Oleh: Ris Sukarma
Membaca Kompas hari ini (22/2/13) yang memuat tulisan L. Wilardjo dengan judul “Yang Indah dan yang Absurd” (http://cetak.kompas.com/read/2013/02/22/02211740/yang.indah.dan.yang.absurd) saya merasa tersentak.
Membaca Kompas hari ini (22/2/13) yang memuat tulisan L. Wilardjo dengan judul “Yang Indah dan yang Absurd” (http://cetak.kompas.com/read/2013/02/22/02211740/yang.indah.dan.yang.absurd) saya merasa tersentak.
Tulisan itu bicara tentang Kurikulum 2013 yang ternyata
jauh dari harapan banyak orang, terutama kalangan yang merasa bertanggung jawab
dengan nasib anak didik kita beberapa tahun mendatang. Harian ini, pada hari
yang sama, juga memuat tulisan Aburizal
Bakrie tentang hal yang sama, yaitu keprihatinannya atas nasib bangsa ini,
dimana Kurikulum 2013 akan melahirkan generasi emas tahun 2045, tepat 100 tahun
kemerdekaan Indonesia (http://cetak.kompas.com/read/2013/02/22/02283374/kurikulum.2013.dan.generasi.emas).
Sebagai orang awan yang tidak tahu banyak tentang Kurikulum
2013 tersebut, saya teringat betapa waktu duduk di bangku SMA tahun 1960-an dulu,
guru sekolah saya yang bernama Pak Hermia, yang mengajar ilmu ukur sudut, memberikan
kesempatan sebesar-besarnya kepada siswa untuk mengembangkan bakat dan
kemampuannya.

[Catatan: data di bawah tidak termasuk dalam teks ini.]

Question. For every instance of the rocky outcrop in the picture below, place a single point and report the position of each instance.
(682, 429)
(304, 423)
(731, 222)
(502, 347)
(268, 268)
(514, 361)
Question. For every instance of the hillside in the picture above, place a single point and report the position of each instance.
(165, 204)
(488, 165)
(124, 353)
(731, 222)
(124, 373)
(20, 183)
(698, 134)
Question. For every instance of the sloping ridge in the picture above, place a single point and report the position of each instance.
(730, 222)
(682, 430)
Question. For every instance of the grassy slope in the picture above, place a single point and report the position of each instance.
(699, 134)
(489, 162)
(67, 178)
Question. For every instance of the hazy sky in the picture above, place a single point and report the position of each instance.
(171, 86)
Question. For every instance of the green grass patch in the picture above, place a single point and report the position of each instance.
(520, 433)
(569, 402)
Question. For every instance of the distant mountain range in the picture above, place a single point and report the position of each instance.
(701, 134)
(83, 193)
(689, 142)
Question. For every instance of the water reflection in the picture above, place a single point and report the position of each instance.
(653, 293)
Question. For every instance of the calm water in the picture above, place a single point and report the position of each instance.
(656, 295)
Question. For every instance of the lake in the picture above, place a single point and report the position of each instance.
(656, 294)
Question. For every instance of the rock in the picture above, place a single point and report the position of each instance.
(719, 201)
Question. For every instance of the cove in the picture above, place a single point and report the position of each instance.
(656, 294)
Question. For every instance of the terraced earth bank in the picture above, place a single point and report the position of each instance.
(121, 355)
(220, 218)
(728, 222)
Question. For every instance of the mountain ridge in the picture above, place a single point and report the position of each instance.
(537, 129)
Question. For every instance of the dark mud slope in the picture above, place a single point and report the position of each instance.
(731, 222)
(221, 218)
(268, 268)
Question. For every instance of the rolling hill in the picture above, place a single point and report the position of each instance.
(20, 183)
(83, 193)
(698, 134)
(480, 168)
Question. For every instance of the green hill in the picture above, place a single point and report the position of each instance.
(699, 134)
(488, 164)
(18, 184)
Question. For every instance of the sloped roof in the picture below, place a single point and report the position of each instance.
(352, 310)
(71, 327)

Tidak sampai disitu, dia bahkan membuka les tambahan pada hari
libur bagi siswa yang ingin memperdalam ilmunya, tanpa meminta imbalan sama
sekali. Disitulah kami biasanya berdiskusi dan beradu pendapat sehingga kita
semua merasa puas.
Pengalaman serupa saya dapatkan sewaktu saya melanjutkan
studi di Delft, Negeri Belanda tahun
1979. Prof. Vruijt memberikan pelajaran matematika dengan begitu memikat. “The beauty of mathematics” adalah entry point yang dia gunakan dalam menjelaskan model-model matematika
yang cukup rumit. Matematika adalah ilmu yang menjadi dasar pelajaran
hidrolika, yang merupakan salah satu mata pelajaran pokok yang saya ikuti. Dia
selalu membuka kesempatan untuk diskusi dan beradu argumen, sehingga kami tidak
sekedar menerima argumen yang disodorkan, tapi juga mencoba untuk mengujinya,
dan ini melatih kita untuk selalu berfikir kritis.

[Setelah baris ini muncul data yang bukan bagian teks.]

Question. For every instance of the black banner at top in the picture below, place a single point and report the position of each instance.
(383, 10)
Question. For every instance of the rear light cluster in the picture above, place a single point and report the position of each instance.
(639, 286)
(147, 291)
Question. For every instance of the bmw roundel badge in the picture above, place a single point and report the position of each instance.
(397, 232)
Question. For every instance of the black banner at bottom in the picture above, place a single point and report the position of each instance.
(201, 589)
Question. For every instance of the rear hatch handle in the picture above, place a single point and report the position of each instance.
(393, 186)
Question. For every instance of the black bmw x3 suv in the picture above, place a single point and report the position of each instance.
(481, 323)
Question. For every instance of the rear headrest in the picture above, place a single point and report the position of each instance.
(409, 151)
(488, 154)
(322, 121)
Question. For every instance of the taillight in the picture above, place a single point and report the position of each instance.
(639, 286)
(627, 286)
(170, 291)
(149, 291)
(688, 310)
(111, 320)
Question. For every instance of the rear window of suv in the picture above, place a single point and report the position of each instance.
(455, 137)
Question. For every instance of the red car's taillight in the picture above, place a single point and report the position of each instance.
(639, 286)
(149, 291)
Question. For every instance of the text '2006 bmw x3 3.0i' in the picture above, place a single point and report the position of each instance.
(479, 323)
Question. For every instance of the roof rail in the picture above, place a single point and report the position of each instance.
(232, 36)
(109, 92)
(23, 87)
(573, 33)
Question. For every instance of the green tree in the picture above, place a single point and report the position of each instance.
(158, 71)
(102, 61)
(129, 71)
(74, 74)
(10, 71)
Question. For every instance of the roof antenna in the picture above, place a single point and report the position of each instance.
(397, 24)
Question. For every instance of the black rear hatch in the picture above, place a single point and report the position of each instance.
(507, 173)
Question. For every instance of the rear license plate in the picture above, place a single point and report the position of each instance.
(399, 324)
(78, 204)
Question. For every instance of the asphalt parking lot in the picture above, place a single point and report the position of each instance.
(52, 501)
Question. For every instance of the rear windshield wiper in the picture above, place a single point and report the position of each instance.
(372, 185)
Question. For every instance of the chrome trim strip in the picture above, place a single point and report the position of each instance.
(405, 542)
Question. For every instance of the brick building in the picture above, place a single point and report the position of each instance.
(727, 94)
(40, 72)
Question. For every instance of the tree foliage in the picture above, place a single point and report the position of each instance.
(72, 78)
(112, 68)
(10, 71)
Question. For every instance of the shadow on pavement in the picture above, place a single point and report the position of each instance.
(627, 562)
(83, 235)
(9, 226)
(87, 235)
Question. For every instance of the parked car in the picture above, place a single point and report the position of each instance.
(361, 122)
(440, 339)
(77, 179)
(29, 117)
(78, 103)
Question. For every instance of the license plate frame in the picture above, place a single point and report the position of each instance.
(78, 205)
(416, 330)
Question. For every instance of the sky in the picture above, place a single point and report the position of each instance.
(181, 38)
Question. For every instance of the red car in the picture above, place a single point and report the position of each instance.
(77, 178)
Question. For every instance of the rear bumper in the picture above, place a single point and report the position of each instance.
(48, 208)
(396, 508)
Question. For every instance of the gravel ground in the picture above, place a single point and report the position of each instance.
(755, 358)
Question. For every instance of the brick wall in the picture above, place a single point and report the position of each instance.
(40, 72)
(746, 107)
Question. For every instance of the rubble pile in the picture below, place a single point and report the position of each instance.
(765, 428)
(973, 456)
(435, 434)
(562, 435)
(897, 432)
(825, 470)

Dua penggal pengalaman diatas memperlihatkan bagaimana
seorang pendidik bisa menggiring anak didiknya untuk menjadi manusia yang
kritis, bukan manusia robot yang hanya mengikuti apa yang diajarkan oleh
seorang pendidik.
Dalam tulisannya, Liek Wilardjo menceritakan surat
elektronik yang ia terima dari temannya, seorang fellow di Triple AS, American
Association for the Advancement of Science. Katanya Kurikulum 2013
dianggapnya tidak menampung keinginan tahu, pembentukan sikap kritis, kecuali
menurut. Contoh yang dia berikan antara lain dari adagium pengajaran kimia. Bau
kimianya disemprotkan dengan nasehat agar siswa meniru sifat dan perilaku elektron-elektron
yang berada dalam dan merupakan bagian dari atom/molekul. Padahal, katanya lagi, elektron-elektron
dalam atom atau molekul tersebut bersikap adem-ayem
dan nyaman dalam kesendiriannya. Mereka cuek terhadap liyan. Apakah sifat dingin dan tak pedulian macam itu patut ditiru
dalam persrawungan kita di
masyarakat, katanya seperti yang dikutip dalam tulisan Wilardjo.
Semoga saja para pengambil keputusan di Kementerian terkait
membaca dan memahami masalah yang sedang dihadapi dalam penyusunan Kurikulum
2013 tersebut dan sempat mengoreksinya sebelum terlambat. Bagaimana jadinya
manusia Indonesia pada saat merayakan kemerdekaannya yang ke seratus pada tahun
2045 nanti, apabila Kurikulum 2013 dibiarkan seperti sekarang ini?